Facts on Baby Chickens

Updated February 21, 2017

If you are interested in raising chickens, you may choose to purchase a box of chicks from a breeder or farm, or you may incubate them and hand raise them yourself. While some people prefer to purchase full-grown chickens for their flock, raising baby chicks allows you to become familiar with the animals and to watch them grow. Before purchasing baby chicks, it is important to understand some of their particular needs.

Heat Source

During the first week of their lives, baby chicks need to be kept at a temperature between 32.2 and 35.0 degrees C. In the second week, the temperature can be dropped by five degrees, with a five degree temperature drop in each subsequent week until the chick is comfortable at room temperature. A 250 watt infrared heat lamp trained on the chicks' living area can maintain the temperature for them. If all of the chicks are cuddled together directly underneath the lamp, they are too cold, and if they are scattered to the edges of their enclosure, they may be too warm.


For the first eight weeks of the chick's life, you can use a commercial chick starter feed. You can teach the chicks to begin searching for food by liberally scattering the food around them. Even if this is messy, it will help them find the food a little quicker. After three days of having their food scattered, give them the food in a low trough. They should have food available to them at all times. They can be given water in commercial chick waterers or in low dishes that have marbles at the bottom, which will prevent the chicks from climbing into the dish.

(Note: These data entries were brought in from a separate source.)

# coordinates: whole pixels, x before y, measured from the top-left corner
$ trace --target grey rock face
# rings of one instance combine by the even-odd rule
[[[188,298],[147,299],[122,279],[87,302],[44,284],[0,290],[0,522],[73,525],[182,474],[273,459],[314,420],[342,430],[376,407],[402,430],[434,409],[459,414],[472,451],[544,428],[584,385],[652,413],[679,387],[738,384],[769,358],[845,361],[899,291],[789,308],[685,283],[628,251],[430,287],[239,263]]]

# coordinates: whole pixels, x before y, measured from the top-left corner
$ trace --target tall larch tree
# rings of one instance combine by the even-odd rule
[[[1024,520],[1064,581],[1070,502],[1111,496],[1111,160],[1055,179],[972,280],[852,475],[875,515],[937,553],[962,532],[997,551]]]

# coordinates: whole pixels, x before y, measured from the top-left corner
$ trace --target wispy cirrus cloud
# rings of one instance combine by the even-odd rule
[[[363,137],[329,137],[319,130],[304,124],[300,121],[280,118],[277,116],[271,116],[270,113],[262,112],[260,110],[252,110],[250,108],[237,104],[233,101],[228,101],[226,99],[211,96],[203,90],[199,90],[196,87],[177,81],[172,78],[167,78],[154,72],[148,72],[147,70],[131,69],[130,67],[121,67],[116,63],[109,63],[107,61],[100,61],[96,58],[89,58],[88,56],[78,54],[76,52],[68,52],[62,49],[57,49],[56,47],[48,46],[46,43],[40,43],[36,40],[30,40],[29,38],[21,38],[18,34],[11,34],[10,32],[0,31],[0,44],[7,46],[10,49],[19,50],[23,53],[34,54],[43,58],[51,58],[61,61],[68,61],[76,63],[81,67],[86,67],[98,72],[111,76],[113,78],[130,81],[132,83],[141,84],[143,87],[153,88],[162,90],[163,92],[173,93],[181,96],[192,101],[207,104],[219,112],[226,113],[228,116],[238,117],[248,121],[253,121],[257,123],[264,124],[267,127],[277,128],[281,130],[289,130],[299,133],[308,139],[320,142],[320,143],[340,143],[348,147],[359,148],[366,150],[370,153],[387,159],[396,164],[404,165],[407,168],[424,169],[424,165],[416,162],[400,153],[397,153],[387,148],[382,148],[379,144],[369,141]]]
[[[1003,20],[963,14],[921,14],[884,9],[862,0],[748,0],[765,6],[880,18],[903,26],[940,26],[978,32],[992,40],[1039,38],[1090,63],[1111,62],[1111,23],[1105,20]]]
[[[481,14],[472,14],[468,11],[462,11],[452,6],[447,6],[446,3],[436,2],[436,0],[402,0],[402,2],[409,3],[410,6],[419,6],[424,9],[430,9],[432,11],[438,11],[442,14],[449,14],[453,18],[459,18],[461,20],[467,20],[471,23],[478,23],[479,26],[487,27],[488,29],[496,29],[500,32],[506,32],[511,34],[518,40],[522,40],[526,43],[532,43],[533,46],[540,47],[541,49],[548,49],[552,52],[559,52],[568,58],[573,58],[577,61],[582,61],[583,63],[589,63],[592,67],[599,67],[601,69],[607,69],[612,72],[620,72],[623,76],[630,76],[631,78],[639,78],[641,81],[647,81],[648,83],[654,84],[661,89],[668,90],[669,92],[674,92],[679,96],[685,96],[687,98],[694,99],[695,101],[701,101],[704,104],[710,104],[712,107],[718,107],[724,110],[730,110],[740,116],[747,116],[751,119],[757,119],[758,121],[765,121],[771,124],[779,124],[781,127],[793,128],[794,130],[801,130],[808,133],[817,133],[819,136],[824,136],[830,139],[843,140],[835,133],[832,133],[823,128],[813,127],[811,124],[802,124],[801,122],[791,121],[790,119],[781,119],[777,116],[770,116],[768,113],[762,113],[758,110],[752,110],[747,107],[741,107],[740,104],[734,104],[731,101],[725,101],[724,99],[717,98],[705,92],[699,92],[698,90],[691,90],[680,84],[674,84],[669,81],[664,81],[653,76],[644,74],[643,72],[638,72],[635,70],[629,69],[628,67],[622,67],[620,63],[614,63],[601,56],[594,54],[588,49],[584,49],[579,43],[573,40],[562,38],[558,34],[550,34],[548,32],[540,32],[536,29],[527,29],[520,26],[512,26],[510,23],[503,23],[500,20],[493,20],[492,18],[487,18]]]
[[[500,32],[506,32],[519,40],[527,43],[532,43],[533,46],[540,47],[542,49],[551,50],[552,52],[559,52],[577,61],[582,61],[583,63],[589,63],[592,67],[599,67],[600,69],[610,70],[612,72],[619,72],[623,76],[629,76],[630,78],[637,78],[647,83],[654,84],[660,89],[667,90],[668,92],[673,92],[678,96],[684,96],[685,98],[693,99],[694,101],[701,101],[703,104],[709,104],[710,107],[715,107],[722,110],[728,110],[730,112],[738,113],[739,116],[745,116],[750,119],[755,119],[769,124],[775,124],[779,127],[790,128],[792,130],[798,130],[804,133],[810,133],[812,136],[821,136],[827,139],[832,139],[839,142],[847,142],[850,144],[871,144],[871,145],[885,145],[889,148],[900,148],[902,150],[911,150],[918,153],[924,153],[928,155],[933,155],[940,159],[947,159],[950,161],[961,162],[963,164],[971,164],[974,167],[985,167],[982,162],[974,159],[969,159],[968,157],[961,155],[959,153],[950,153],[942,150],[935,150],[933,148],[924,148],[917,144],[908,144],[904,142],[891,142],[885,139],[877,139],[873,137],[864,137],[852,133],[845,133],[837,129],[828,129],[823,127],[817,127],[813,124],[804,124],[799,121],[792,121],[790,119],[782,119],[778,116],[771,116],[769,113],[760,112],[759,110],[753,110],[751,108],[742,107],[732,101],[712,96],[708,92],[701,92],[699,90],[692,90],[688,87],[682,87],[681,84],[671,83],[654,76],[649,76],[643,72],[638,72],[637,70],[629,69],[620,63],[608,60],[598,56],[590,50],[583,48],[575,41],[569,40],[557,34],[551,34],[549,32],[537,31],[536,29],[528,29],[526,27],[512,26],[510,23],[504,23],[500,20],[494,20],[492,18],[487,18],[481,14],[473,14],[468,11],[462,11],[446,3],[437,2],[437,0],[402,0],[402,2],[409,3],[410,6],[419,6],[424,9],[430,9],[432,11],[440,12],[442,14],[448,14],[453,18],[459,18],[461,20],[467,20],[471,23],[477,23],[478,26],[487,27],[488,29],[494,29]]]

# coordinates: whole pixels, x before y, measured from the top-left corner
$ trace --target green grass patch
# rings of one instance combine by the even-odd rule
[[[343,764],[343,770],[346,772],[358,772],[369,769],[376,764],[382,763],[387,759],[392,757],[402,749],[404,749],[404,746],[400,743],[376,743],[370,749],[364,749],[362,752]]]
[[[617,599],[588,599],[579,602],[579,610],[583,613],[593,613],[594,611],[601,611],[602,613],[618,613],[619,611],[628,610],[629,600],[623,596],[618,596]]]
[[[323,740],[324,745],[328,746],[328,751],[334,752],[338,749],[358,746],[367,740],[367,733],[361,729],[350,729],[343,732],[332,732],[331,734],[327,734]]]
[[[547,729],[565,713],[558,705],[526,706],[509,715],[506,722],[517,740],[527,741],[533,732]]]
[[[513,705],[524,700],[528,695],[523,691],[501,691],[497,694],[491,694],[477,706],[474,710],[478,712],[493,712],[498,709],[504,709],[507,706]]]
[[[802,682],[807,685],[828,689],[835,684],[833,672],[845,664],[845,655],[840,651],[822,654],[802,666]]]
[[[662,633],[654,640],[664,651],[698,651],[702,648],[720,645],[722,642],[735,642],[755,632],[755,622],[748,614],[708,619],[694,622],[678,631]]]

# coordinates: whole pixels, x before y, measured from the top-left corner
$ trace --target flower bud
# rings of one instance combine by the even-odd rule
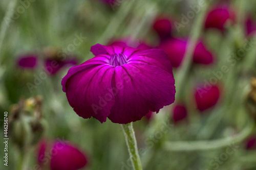
[[[199,87],[195,93],[197,108],[203,112],[214,106],[219,101],[220,91],[217,86],[207,88]]]
[[[256,121],[256,78],[251,81],[251,89],[245,103],[249,114]]]
[[[169,38],[172,29],[172,23],[167,17],[159,17],[153,25],[153,29],[158,34],[160,39]]]
[[[53,143],[40,142],[38,164],[51,170],[77,170],[88,164],[87,156],[77,147],[66,141],[56,140]]]
[[[250,136],[247,139],[246,148],[248,150],[256,149],[256,136]]]
[[[228,21],[233,23],[235,20],[235,13],[230,7],[225,4],[220,4],[211,9],[208,13],[205,27],[206,29],[216,29],[223,31]]]
[[[175,123],[185,119],[187,116],[187,109],[183,104],[177,104],[175,106],[172,113],[173,119]]]
[[[44,134],[46,123],[42,119],[41,98],[20,99],[13,106],[9,119],[10,136],[20,150],[36,144]]]
[[[20,56],[17,60],[17,65],[23,69],[33,69],[37,65],[37,56],[34,54]]]

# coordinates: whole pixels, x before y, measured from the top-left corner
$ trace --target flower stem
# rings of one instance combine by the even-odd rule
[[[127,124],[122,124],[121,126],[125,137],[128,151],[134,170],[142,170],[133,124],[131,123]]]
[[[4,18],[3,18],[1,23],[1,27],[0,28],[0,52],[1,52],[3,42],[4,42],[7,29],[9,27],[11,21],[13,21],[12,17],[14,13],[14,8],[17,2],[17,0],[10,1],[7,9],[6,10],[5,16]]]

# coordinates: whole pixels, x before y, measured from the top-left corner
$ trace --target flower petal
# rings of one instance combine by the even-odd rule
[[[108,116],[113,123],[140,120],[174,102],[175,80],[169,72],[148,64],[131,63],[115,68],[112,82],[115,105]]]
[[[109,65],[100,65],[76,70],[65,80],[68,100],[78,115],[84,118],[93,116],[101,123],[106,121],[114,104],[111,88],[114,69]]]
[[[70,68],[67,75],[64,77],[61,81],[62,90],[66,92],[66,84],[68,80],[75,73],[83,69],[87,69],[96,67],[99,65],[108,64],[110,56],[108,55],[101,55],[95,57],[81,64]]]
[[[131,56],[129,63],[149,64],[159,67],[173,75],[173,69],[168,56],[162,50],[151,49],[140,52]]]
[[[101,54],[109,54],[112,55],[113,54],[119,54],[123,52],[123,47],[119,46],[106,46],[97,44],[91,47],[91,52],[95,55]]]

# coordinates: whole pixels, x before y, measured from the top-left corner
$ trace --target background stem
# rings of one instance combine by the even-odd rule
[[[9,4],[8,7],[5,12],[5,16],[3,18],[1,27],[0,28],[0,52],[2,53],[2,46],[4,39],[5,39],[6,31],[10,26],[11,21],[13,21],[13,19],[12,18],[13,14],[14,13],[14,8],[16,7],[18,1],[11,0]]]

For housing purposes, you should have about 1/2 square foot per baby chick. A two foot food trough and a one gallon commercial waterer will take care of 50 chicks.


While fully grown chickens are not proficient flyers, young chicks have some flight capabilities. To prevent chicks from getting out of their enclosure, drape a section of deer netting or chicken wire over the enclosure top, or make sure that the enclosure has walls that are at least two feet high.

Time Frame

When the chicks are between two and three weeks old, and provided the temperature is at least in the high 60s, baby chicks can be allowed to investigate the outdoors for a few hours. Place them in a wire cage and keep an eye on them to make sure that they don't get away. By the time the chicks are between four and five months old, they are ready to move outside full time.